A Victory for Accountability
Sunday, December 6th, 2009In December 2005, a “fat fingered” Mizuho Securities trader (unnamed, and now presumably unemployed) sold 610,000 shares at 1 yen instead of selling 1 share at 610,000 yen. The error resulted in Mizuho losing 27 billion yen (about US$225 million at the time), perhaps the most expensive single trading error in history.
Mizuho decided to sue the Tokyo Stock Exchange for not having a safety system in place to prevent these types of errors, and almost four years later, the court has ruled that the TSE is liable to the tune of 10.7 billion yen, or about 40% of the original damages. The presiding judge called the lack of safety measures “absurd” and that the exchange failed to exercise the suitably duty of care. In addition to a lack of failsafes preventing such a trade, the TSE’s computer system was unable to process the cancellation order after Mizuho tried to withdraw the trade.

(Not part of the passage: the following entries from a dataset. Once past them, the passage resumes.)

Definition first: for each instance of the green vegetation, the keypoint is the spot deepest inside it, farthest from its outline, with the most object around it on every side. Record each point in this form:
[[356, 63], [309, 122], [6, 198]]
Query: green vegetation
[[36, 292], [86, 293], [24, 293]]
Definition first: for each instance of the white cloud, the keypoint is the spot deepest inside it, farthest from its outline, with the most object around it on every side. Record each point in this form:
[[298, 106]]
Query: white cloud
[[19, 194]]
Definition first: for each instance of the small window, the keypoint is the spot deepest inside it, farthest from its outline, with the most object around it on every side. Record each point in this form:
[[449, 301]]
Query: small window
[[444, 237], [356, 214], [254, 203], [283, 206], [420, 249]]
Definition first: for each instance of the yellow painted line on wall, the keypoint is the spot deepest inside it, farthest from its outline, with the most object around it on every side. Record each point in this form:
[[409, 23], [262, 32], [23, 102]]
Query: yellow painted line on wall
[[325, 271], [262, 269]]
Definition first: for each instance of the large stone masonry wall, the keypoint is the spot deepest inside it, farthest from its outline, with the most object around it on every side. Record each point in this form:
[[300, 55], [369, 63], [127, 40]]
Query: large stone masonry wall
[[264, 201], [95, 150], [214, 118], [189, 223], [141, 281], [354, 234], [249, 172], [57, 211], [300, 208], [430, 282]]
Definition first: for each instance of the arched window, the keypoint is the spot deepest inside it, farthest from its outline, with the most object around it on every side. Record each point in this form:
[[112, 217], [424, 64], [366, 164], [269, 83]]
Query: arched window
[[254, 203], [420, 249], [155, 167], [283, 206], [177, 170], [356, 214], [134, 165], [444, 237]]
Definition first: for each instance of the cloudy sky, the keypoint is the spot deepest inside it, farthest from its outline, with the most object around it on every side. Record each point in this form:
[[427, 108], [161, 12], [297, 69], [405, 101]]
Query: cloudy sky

On the one hand, I am frustrated by the ruling because of the vague formula used to calculate the award, which I think is just an arbitrary number that the judge felt was right, rather than a careful calculation. Mizuho was deemed to be partially at fault, and the judge came to the conclusion (perhaps using some type of metric that the TSE bore 70 percent of the blame. The damages to Mizuho are pretty easy to calculate: 27 billion yen—plus three years of interest! How 70% responsibility for the loss results in an award of 40% of the amount of damages makes no sense to me. Such is the problem with judges in Japan, or as some Japanese critics would call it, 裁判できない裁判官—judges who cannot judge.
I see the ruling as a victory for accountability, which is sorely lacking in Japan. The very word means responsibility what happens, yet in Japan it is regularly translated as 説明責任, or the mere “responsibility to explain.” That has often been the approach to accountability in Japan—as long as someone can explain what happened, there is no blameworthiness or real liability. Hopefully we’ll look back at the TSE “Fat Finger” ruling as the first major move by courts to introduce a Western modern style of accountability.